A statement issued by Bond, a network for international development organisations, and signed by leaders of over 100 aid charities, said: “Merging DFID with the FCO would risk dismantling the UK’s leadership on international development and humanitarian aid.

It suggests we are turning our backs on the world’s poorest people, as well as some of the greatest global challenges of our time: extreme poverty, climate change, and conflict”.

The unashamedly Orwellian timing of introducing the new immigration on our so-called Freedom Day on July 19 speaks volumes for the government’s discrimination between those and those who do not deserve liberty and justice.

Redefining utopia

Racism and the climate emergency are the defining stories of this era, told and retold by different actors on unequal stages and wildly opposing agendas. The refugee crisis, one that continues unabated, unfolds at dramatic speed and has no unifying vision, is at the very epicentre of these issues. We cannot untangle how we address racism without adjusting the lens with which we see refugees and foreign people to the land of our birth. We will not successfully address the climate crisis without firstly resolving those twin subjects.

Our only hope, indeed the most practical course of action available to us, is to listen with care to the stories of refugees and asylum seekers, to unpack the language that burdens our perception of these terms. Refugees are not simply statistics to provoke fear or justify hardline government policy. They are simply humans just like you and I; irrefutably and essentially above all else they are our brothers and sisters, children and grandparents. They have stories to tell, and they desperately want us to listen without judgement or interruption. These people have run in a state of terror, fear and shock to an unknown destination fraught with uncertainty and greeted with the threat of returning to the same horrific conditions in which they had no option but to escape from for fear of their lives.

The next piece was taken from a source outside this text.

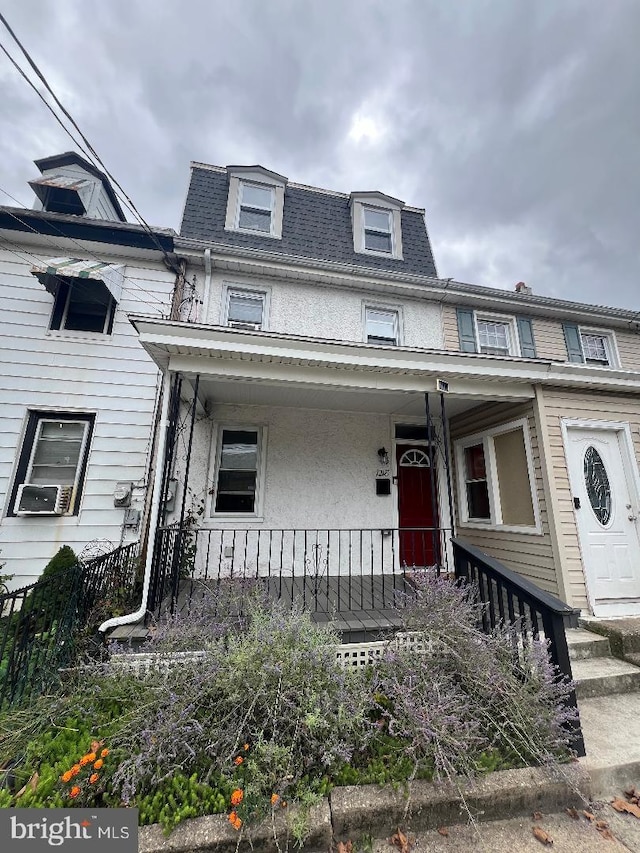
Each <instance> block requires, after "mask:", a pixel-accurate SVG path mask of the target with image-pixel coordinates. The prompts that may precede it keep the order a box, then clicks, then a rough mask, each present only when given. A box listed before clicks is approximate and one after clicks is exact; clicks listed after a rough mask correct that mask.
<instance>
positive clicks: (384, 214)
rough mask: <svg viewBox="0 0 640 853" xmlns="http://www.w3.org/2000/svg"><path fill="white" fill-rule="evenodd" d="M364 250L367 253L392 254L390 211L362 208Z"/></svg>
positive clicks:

If we cannot conceive of a utopian society where these people are not only welcomed but supported and loved, I think we should decisively expunge the word utopia from the dictionary, close our hearts and minds to the possibility and walk in the shadows of what might have been.

Or we can rise to this challenge now and forevermore. The choice is ours to make. So give us your tired, huddled masses and we will embrace and afford them the sanctuary they deserve. Give them safe and assured passage with their families with humane conditions (not former army barracks where Covid is rampant and living conditions are inhumane) in which to stay while their applications are swiftly processed with regulated timescales -maybe also recruit for these security and administrative positions to boost the employment sector. And most critically, not to treat them a criminal or with suspicion — or even as reductively as nothing more than asylum seekers…but as people with the same needs and aspirations as us…who will return our love and care a hundredfold as they invest in their surroundings and their communities.

Let’s make a choice to invest in them and begin to heal the suffering they have endured. Because more than anyone else you can imagine, they deserve and need our compassion. In a society crippled by the fear of scarcity, it is the one thing we can give in abundance.